Vingt-Huit ans après la mort de Mohamed Boudiaf, président du Haut comité d’Etat (HCE), assassiné le 29 juin 1992, son fils Nacer Boudiaf écrit une lettre au chef de l’Etat algérien, Abdelmadjid Tebboune, publié sur le journal » Le Soir d’Algérie » dans son édition du 05 Aout 2020, dont voici l’intégralité.
Monsieur le Président,
Cela fait 28 ans que Mohamed Boudiaf, alors président du Haut Comité d’État, d’une Algérie en tourmente, est tombé lâchement assassiné. La justice avait considéré cet assassinat comme un «acte isolé» que personne n’a cru.
Après avoir déposé une lettre au ministère de la Justice le mois d’octobre dernier, demandant la réouverture du dossier, une lettre qui n’a pas eu une réponse de la part du ministre Zeghmati, ne serait-ce que par politesse. N’est pas poli qui veut ! Aujourd’hui, je m’adresse à vous à plusieurs titres. Je m’adresse à vous en tant que premier magistrat du pays.

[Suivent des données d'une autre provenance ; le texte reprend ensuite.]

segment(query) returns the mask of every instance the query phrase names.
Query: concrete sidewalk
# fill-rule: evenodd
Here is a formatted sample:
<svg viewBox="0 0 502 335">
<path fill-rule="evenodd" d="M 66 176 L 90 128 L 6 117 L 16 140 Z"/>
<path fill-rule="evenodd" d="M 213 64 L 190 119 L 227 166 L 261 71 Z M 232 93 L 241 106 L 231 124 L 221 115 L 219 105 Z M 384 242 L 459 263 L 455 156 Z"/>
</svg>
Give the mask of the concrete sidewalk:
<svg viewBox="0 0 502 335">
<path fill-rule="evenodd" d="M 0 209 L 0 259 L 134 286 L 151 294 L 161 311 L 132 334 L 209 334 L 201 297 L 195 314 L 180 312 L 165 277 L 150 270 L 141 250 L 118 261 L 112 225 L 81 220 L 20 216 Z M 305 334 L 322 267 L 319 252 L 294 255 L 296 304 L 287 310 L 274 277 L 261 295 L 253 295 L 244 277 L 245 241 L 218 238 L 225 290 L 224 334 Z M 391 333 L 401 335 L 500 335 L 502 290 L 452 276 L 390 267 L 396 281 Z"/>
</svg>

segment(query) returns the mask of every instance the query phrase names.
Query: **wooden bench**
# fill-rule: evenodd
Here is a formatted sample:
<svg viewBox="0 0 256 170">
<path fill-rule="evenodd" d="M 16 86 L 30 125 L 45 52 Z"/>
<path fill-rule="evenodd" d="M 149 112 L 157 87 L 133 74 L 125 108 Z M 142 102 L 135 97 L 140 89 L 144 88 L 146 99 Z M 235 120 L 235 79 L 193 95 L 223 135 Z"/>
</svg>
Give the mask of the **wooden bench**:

L’assassinat de Boudiaf n’est pas un mystère. Ce n’est qu’une affaire d’injustice. Suis-je encore naïf pour croire en la justice chez nous, une justice qui mettra fin au mystère ?
Je m’adresse à vous, alors que vous étiez ministre délégué, sous la présidence de Boudiaf. Mais la vérité est que l’écrasante majorité des Algériens avait compris, dès l’instant de l’assassinat, l’enjeu du crime abject pour ceux qui ont cru en bénéficier. Les assassins sont identifiés. Aujourd’hui, de nouveaux éléments sont apparus.
– Le témoignage de la directrice du journal El Fadjr, madame Hadda Hazem, qui nous apprend que des responsables des médias étaient au courant de l’assassinat du Président quelques heures avant le drame ! Hadda Hazem, qui travaillait à l’époque au journal El Massa, rapporte que son ancien rédacteur en chef, le sieur Mokkadem El Hocine, est rentré au journal vers les coups de 9 heures du matin à la rédaction et a déclaré aux collègues «Aujourd’hui, il vont buter Boudiaf à Annaba.»
Le deuxième témoignage est celui de l’ex-chef de bureau du journal Le Soir d’ Algérie, monsieur Omar Touati, qui vient de publier un livre qui s’intitule J’accuse où il remet en cause la version officielle que ce n’est pas Boumaârafi qui a tué Boudiaf. Parlons aussi de la déclaration de l’ancien ambassadeur de France en Algérie, Monsieur Bajolet, qui a déclaré au journal El Watan : «Nous regrettons de ne pas avoir donné de chance à Boudiaf.» Ces révélations ne laissent plus de doutes, je vous demande la réouverture de ce dossier, vu ces fracassantes nouvelles. Un refus sera considéré comme une injustice envers notre famille et envers les Algériens. La considération pour Mohamed Boudiaf ne sera mesurée que par la promptitude de la justice algérienne à réparer cette ignoble injustice qui a trop longtemps duré. Seule la réouverture du procès de son assassinat exprimera les réelles intentions du pouvoir en matière de justice, et prouvera au monde extérieur que nous n’avons pas besoin d’une justice venue d’ailleurs pour mettre fin à l’impunité du lâche assassinat de Mohamed Boudiaf. Dont acte.